Toda essa divagação durou apenas alguns segundos e dela a consciência o trouxe de volta ao auditório em que aquele congresso estava por se iniciar. Ele olhou ao redor e constatou a lotação de público, deduzindo disso que, em termos numéricos, o evento já era um sucesso, motivo de pronto regozijo para os integrantes da mesa. Então, lembrou-se de que cada um destes havia sido avaliado um dia, quando da obtenção de seus títulos.

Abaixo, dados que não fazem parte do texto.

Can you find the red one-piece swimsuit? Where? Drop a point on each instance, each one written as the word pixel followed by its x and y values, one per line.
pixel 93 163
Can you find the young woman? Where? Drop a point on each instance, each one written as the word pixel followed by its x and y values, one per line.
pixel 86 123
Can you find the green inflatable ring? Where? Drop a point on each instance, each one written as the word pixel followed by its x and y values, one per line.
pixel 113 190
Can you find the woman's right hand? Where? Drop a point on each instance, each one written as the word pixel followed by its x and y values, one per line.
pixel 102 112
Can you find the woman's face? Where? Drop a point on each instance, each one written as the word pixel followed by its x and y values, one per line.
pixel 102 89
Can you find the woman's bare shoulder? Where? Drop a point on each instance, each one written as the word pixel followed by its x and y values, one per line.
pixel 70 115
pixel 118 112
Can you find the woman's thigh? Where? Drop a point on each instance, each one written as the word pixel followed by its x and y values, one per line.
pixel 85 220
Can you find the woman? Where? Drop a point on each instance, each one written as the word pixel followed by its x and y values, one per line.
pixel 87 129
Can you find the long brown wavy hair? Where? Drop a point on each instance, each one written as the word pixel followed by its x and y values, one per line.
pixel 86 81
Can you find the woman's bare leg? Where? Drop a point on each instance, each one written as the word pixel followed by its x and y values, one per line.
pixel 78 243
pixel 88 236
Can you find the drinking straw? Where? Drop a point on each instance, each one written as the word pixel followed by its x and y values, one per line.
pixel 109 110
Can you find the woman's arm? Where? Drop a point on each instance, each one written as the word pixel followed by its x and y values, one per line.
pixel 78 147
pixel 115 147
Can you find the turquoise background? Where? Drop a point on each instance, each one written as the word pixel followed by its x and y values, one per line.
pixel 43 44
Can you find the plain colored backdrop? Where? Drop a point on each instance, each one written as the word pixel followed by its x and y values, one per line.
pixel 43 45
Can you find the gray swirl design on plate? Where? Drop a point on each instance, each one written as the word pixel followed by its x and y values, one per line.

E lembrou-se de que naquela noite a platéia constituiria um novo juri, em cujo veredicto inexistiam o favoritismo, a condescendência, ou qualquer outro tipo de equívoco que ele sempre encontrou presente na academia hodierna. Ou o público encontrava conteúdo no que ouvia ou, então, o que se veria seriam bocejos e pessoas se retirando antes do fim, atos inequívocos de quem se rende ao enfado ou ao desejo de protestar. Para este juri os títulos nada valem.
Antes de ser chamado à mesa, houve tempo de Homero Fausto entregar-se a um último pensamento. É que não foram poucas as ocasiões em que, uma vez no púlpito, a platéia já era de número inferior àquele do começo do evento, quando da palavra de seus antecessores. E isso o levava a crer que por duas vezes, por duas formas diversas, o mundo tentava dar-lhe motivos para supor-se de valor inferior àquele que imaginava ter. Primeiro, quando insistia em valorar um pensador segundo seus títulos, os quais ele se recusava a ter; segundo, deixando de ouvir o que ele se propunha a dizer.

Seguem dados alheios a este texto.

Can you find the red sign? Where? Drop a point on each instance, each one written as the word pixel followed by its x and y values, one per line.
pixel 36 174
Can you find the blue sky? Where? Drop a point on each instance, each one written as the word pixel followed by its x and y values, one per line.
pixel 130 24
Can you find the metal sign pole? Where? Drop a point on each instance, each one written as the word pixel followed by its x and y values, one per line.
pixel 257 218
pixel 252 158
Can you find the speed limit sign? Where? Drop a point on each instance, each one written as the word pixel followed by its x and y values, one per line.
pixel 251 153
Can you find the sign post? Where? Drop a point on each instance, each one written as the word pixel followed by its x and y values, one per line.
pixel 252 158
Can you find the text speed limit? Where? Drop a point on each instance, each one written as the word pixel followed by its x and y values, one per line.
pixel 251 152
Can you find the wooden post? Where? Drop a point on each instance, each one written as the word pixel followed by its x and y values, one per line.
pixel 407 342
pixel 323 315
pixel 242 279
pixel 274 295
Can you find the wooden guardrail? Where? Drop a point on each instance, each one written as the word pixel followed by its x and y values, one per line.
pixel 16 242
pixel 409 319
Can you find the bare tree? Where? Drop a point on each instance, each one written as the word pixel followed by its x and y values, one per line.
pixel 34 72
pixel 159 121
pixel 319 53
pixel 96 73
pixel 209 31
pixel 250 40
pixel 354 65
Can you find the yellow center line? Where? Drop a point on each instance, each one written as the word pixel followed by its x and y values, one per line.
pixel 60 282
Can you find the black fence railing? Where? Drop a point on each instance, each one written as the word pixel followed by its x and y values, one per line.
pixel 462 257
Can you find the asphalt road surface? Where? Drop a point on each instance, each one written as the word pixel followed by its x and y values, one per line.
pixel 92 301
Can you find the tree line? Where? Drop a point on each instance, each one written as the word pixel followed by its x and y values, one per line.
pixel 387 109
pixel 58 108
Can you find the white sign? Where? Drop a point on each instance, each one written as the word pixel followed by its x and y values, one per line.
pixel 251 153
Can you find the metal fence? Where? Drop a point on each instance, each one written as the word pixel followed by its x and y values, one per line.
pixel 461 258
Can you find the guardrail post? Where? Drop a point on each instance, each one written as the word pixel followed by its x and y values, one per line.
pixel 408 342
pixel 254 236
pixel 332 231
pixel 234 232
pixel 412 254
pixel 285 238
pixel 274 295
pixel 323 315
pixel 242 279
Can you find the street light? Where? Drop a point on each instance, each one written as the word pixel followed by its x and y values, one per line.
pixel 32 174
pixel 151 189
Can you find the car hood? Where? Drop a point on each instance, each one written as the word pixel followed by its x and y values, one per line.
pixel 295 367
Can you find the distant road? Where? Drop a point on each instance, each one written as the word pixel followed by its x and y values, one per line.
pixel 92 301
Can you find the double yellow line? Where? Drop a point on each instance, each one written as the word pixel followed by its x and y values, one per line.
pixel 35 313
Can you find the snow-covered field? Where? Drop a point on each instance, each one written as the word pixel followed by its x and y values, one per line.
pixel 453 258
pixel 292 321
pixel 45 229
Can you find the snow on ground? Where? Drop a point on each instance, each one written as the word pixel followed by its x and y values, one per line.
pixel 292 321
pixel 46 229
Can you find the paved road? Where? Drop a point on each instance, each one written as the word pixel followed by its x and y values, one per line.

Sabia que tinha algo a expor e de quanto estudo e trabalho dedicara por esse algo. Sabia, também, que suas palavras eram compreendidas, pois havia sempre os que se propunham a combatê-lo. Assim, não por falha de conteúdo, tampouco da retórica, mas não poucas vezes encontrara menos ouvintes que os colegas titulados. Logo, não estava errado; a comunidade é que não pensava como ele. Mas isso não lhe era motivo de desânimo. É nessas horas que recobrava o exemplo dado por Sócrates, de um comandante que em seu navio, odiado por ser rigoroso e severo, foi subjugado pela tripulação. Uma vez “livre”, esta passou a conduzir a embarcação segundo o critério exclusivo da vontade, a qual deixara de se submeter aos sacrifícios impostos pela razão, para dar asas ao prazer, situação que se manteve até o previsível e inevitável naufrágio.
Assim, ele mantinha-se vigilante a fim de impedir que na embarcação que era seu espírito nenhum golpe conduzido pelo ego ou pelo sectarismo retirassem a consciência do posto que lhe cabia, o de comando. Esta era a razão que o fazia permanecer. Desde muito cedo aprendera que o verdadeiro mundo é o da consciência, e por isso, ninguém podia aferir-lhe ou certificar-lhe o valor.
Homero Fausto ouvira muitas vezes o quanto é árduo o caminho daquele que busca ser um mestre, um doutor. Mas só ele sabia o quão mais exigente era a caminhada de quem, nesses dias de “credencialismo”, um dia assumira a missão de demonstrar que o conhecimento não fica num pergaminho pendurado numa parede de escritório; ele acompanha a alma.
Então, ouviu-se a apresentação: Homero Fausto, sucedido de seu único título: advogado. E como esperava, o anúncio de seu nome, tão carente dos formais atestados, deu ensejo a uma cena que já lhe era conhecida; o despertar de olhares inconformados em que o corporativismo fazia de cada face uma voz da uníssona, acusadora e retórica indagação: Sem títulos?! Como?!
“Sim, sem títulos”, com grande satisfação ele respondia mentalmente para si mesmo. Quando tudo ao redor dele os exigia, em sua solidão ele sentia-se realizado por ser o patrono da causa que a consciência lhe confiara, a de demonstar que sua grandeza vinha de dentro e não era fruto do reconhecimento alheio. A tranqüilidade que o envolvia naquele momento, em contraste com a patente irresignação dos demais, era a prova de mais um dia de vitória em sua luta. Daí o enigmático sorriso sarcástico.